One of the film’s unique strengths is its wholehearted embrace of the 2000s, particularly the experience of growing up during the rise of social media and modern internet culture. I watched Dìdi with a group of friends from high school, and while none of us were in middle school in 2008 (I was in second grade), we all experienced a nostalgic thrill at seeing Chris’s awkward teenage exploits play out over the digital interfaces we grew up with Windows XP, Facebook, and AIM, early YouTube. “Myspace should never have died,” remarked one friend. I cheered when the pipe screensaver flashed across Chris’s computer screen, unlocking a window into my childhood I’d completely forgotten existed.
Paramore fans will also appreciate how heavily the band features in the movie, with Chris stealing Vivian’s Riot!-themed T-shirt to impress his crush, Madi (Mahaela Park). Unfortunately, “Misery Business” didn’t make it into the soundtrack, but the band does get a shoutout in the special thanks section of the ending credits.
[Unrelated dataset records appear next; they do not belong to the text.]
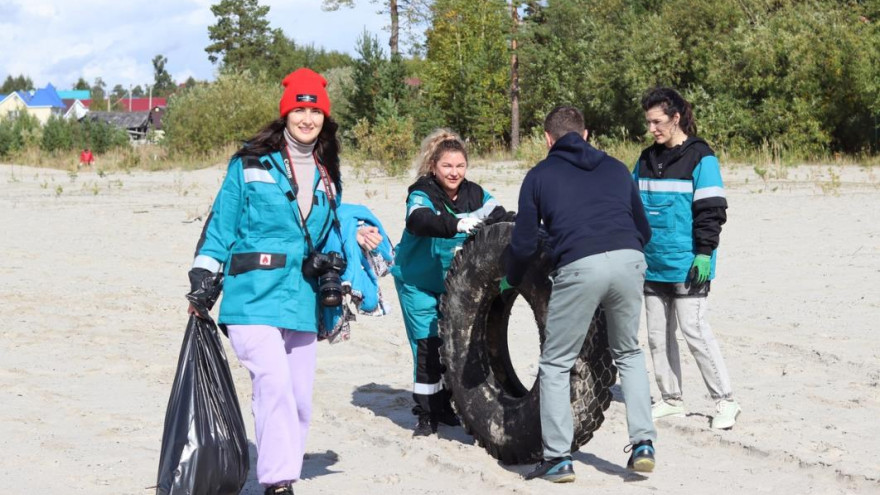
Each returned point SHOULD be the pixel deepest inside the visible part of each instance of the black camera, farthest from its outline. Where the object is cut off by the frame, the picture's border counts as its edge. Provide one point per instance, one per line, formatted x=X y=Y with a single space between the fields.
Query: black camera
x=326 y=268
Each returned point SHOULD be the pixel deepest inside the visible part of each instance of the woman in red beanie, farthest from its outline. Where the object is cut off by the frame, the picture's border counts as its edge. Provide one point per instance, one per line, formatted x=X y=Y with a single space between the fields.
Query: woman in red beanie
x=268 y=225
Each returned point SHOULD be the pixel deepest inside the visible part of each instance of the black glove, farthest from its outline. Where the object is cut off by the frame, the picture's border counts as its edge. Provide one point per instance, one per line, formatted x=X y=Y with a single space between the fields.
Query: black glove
x=499 y=214
x=205 y=287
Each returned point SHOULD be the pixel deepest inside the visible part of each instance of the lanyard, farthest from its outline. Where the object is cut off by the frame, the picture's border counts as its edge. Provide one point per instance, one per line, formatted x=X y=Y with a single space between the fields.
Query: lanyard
x=325 y=178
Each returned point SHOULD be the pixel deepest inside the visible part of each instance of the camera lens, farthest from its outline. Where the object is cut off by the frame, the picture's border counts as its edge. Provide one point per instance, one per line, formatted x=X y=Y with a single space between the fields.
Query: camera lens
x=330 y=287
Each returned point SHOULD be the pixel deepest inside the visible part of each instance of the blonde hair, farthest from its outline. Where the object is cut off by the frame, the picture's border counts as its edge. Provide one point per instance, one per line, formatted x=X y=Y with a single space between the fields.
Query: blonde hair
x=438 y=142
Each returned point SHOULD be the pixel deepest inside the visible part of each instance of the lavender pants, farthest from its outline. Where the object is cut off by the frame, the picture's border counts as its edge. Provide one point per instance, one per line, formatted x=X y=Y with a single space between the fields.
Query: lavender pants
x=282 y=367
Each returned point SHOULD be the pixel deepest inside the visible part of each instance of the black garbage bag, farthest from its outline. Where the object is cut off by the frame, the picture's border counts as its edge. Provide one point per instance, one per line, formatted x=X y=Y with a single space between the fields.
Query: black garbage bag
x=204 y=445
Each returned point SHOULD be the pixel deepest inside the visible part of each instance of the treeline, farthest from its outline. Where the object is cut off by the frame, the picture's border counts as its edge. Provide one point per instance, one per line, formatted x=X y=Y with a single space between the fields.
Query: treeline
x=796 y=77
x=58 y=135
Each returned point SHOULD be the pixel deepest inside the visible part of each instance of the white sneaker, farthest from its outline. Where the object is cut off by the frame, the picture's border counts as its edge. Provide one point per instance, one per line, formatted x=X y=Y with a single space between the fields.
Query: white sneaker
x=727 y=411
x=664 y=409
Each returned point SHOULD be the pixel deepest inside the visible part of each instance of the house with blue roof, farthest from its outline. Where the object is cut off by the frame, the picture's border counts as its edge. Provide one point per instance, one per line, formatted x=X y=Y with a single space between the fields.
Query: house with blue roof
x=42 y=104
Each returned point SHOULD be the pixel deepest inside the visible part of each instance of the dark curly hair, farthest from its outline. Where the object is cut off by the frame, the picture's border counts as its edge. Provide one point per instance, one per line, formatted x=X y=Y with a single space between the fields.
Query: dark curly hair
x=271 y=138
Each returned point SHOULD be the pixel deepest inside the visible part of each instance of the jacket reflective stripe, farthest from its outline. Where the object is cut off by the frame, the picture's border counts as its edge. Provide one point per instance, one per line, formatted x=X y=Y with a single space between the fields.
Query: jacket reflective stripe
x=486 y=209
x=258 y=175
x=206 y=262
x=414 y=208
x=709 y=192
x=666 y=185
It’s exciting to see a movie from a filmmaker I share generational overlap with (and from my neck of the woods to boot—I live about half an hour from Sean and Chris’s shared hometown of Fremont, California). So much of mainstream media struggles to understand us, the younger millennial and Gen Z crowd, and we’re finally in a position to tell our own stories and explore and reflect on our own experiences. Sean Wang is conscious, too, of the overwhelming whiteness of Hollywood and the coming-of-age genre. Though Dìdi never directly addresses the issue of Asian-American media representation, we feel the subtle impacts nonetheless, as Chris waters down his heritage to boost his social cred, and Madi calls him “cute for an Asian.”
I’m not surprised that Lulu Wang, director of The Farewell (one of my favorite movies), mentored Sean Wang. Both Dìdi and The Farewell deal with the liminal nature of first-generation diasporic identity, the challenge of existing in two worlds and not feeling as though you fully belong to either. Martin Tsai has an excellent piece contextualizing Dìdi’s cultural nuances using his own background, underscoring the importance of films like Dìdi in celebrating characters and communities whose stories have often gone untold.
More than anything, Dìdi reminds me why I create art, why we create art: we want to share a bit of ourselves with the world in the hopes that someone like us will see it and remind us that we aren’t alone. Chris doesn’t realize the significance of his impulse to document his life, share his view of the world, and tell his own story. But we do.